Kemampuan lain yang ditunjukkan oleh Didi adalah ia mampu untuk memisahkan kepala dari badannya untuk kebutuhan menyerang targetnya. Kemampuan ini ia tunjukkan ketika menyerang dan membunuh Kasima sang dukun selepas ia, Kosim dan Sumi berbincang mengenai Didi dan sepakat untuk melakukan sesuatu karena mereka semakin curiga ada yang tidak beres dengan Didi. Kemampuan untuk melepas kepala dan menyerang dengan perilaku vampirik ini serupa dengan kemampuan orang yang telah menguasai ilmu Leak yang digambarkan dalam film Mistik (H. Tjut Djalil, 1981).

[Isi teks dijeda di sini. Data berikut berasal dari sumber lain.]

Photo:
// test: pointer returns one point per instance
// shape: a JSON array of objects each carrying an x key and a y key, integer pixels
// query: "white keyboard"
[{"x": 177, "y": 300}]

Bayi Ajaib seperti juga film lainnya di era itu penuh dengan pesan-pesan moral yang digambarkan dengan sangat terang benderang. Seperti pesan-pesan politik yang tersampaikan dan digambarkan pada saat pemilihan lurah. Dorman, Kosim dan Saleh yang bersaing pada pemilihan lurah melancarkan strategi kampanye yang berbeda. Dorman dan Kosim yang memiliki kekayaan hasil dari eksploitasi tambang di desa menggunakan strategi politik uang, menyuap para warga desa dan membagi-bagikan sembako. Sedangkan Saleh yang seperti juga tergambar dari namanya lebih banyak berkampanye dengan mengajarkan nilai-nilai kebajikan, Ia mengajak warga untuk mengutamakan gotong royong dalam membangun desa. Bahkan Saleh juga memimpin kerja bakti, ia adalah representasi dari moralitas agung di desa. Dengan model karikatural kemenangan kebajikan atas yang jahat, Saleh terpilih menjadi lurah dalam pemilihan tersebut. Pada pidato kemenangannya, Saleh mengungkapkan mengenai politik uang yang tidak sejalan dengan ajaran agama dan bahwa hasil tambang yang ada di dalam tanah desa merupakan milik negara dan tidak semestinya menjadi rebutan untuk memupuk kekayaan pribadi! Sebuah pesan sosialisme relijius.